The Mag

Everything you need to know about the champagne-making process!

Developed by ecclesiastics in the 17th century, the making of champagne has evolved over time but the original principles have changed very little. This is what makes this sparkling wine so unique, a mixture of tradition, complexity, alchemy and human inspiration. The story of an exceptional wine.

It all starts with
the harvest

It usually takes place in September but can vary from August to October. It is the maturity of the grapes that gives the La. It is important to know that in Champagne the harvest is done exclusively by hand. Once harvested, the grapes are pressed, vintage by vintage, variety by variety. This stage is already essential and it is better for the quality of the champagne to benefit from a long and soft pressing than a short and violent pressing.

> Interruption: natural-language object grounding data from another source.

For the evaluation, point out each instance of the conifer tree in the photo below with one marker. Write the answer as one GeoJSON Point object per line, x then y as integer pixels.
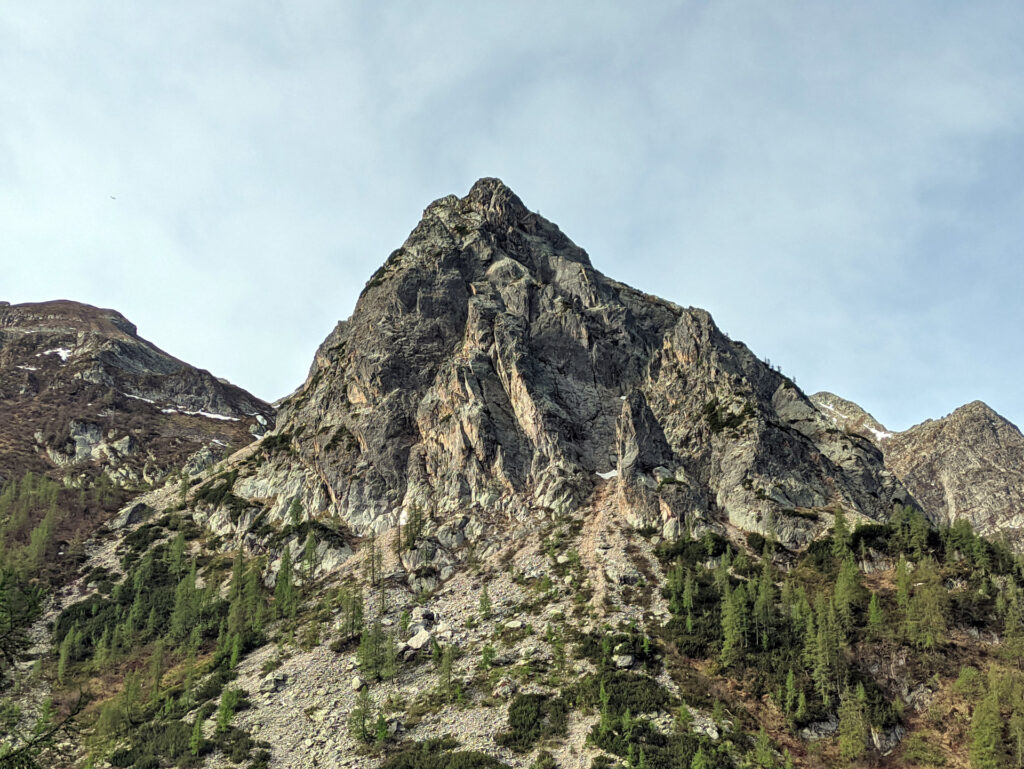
{"type": "Point", "coordinates": [65, 652]}
{"type": "Point", "coordinates": [197, 741]}
{"type": "Point", "coordinates": [156, 670]}
{"type": "Point", "coordinates": [252, 596]}
{"type": "Point", "coordinates": [791, 692]}
{"type": "Point", "coordinates": [733, 626]}
{"type": "Point", "coordinates": [284, 590]}
{"type": "Point", "coordinates": [295, 513]}
{"type": "Point", "coordinates": [841, 536]}
{"type": "Point", "coordinates": [764, 603]}
{"type": "Point", "coordinates": [361, 717]}
{"type": "Point", "coordinates": [853, 727]}
{"type": "Point", "coordinates": [484, 603]}
{"type": "Point", "coordinates": [225, 712]}
{"type": "Point", "coordinates": [926, 612]}
{"type": "Point", "coordinates": [849, 593]}
{"type": "Point", "coordinates": [689, 598]}
{"type": "Point", "coordinates": [310, 561]}
{"type": "Point", "coordinates": [986, 734]}
{"type": "Point", "coordinates": [876, 620]}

The grape juice is then bottled and placed in vats and left to ferment for a fortnight at a temperature of around 18°. This is where the process of transforming sugar into alcohol begins. It is indeed at this first stage that the yeasts contained in the grapes and the sugar will be transformed into carbon dioxide and alcohol.

Assembling,
the human being at the heart of choices

It is the men and women who take over the work of nature because it is them who will assemble the different vintages to balance and even sublimate what nature has not managed to offer. This is how they blend wines with different characteristics or grape varieties (such as Pinot Meunier) with complementary personalities. We will find millesimes vintages, grapes that are the fruit of an exceptional year and that we keep as they are. We may also find a single grape variety (Chardonnay, Pinot noir, Pinot meunier or a vintage from one terroir).

Tirage and prise de mousse

From the 1st January of the year after the harvest, we can start adding a liqueur known as tirage, to this champagne wine. It is composed of sugar, yeast and a stirring additive. The bottles are recorked and placed again in cellars at a constant temperature of 12°. They are left to rest for a minimum of 15 months before being bottled, but can take up to 10 years for certain millesimes vintages. On average, the bottles stay between 2 and 3 years.

It is after all this time
that the stirring occurs...

After this time has passed, deposits appear in the wine that have formed during the fermentation process. The riddling or stirring, traditionally done by hand, will bring them progressively to the neck of the bottle where they will be eliminated during disgorging. In the meantime, the bottles are moved regularly from the prone position to the upside down position.

Time
for disgorgement

This deposit now concentrated at the neck of the bottle can be evacuated by a mechanical disgorging process which consists in plunging the neck in a solution at -27° thus forming an ice cube which traps the deposits. When it opens, the internal pressure ejects the ice cube and the sediment with it. Then comes the dosage stage: a liqueur d’expédition (a mixture of reserve wine and cane sugar) is added to the champagne. It will determine the type of wine we want to obtain, from the least sweet (Extra brut) to the sweetest (Doux) and the intermediate Demi-sec.

The wine is then corked and “shaken” before being placed back in the cellar for a new rest period of varying length. It will then be shipped to the four corners of the world where it will be tasted around English or Chinese tables.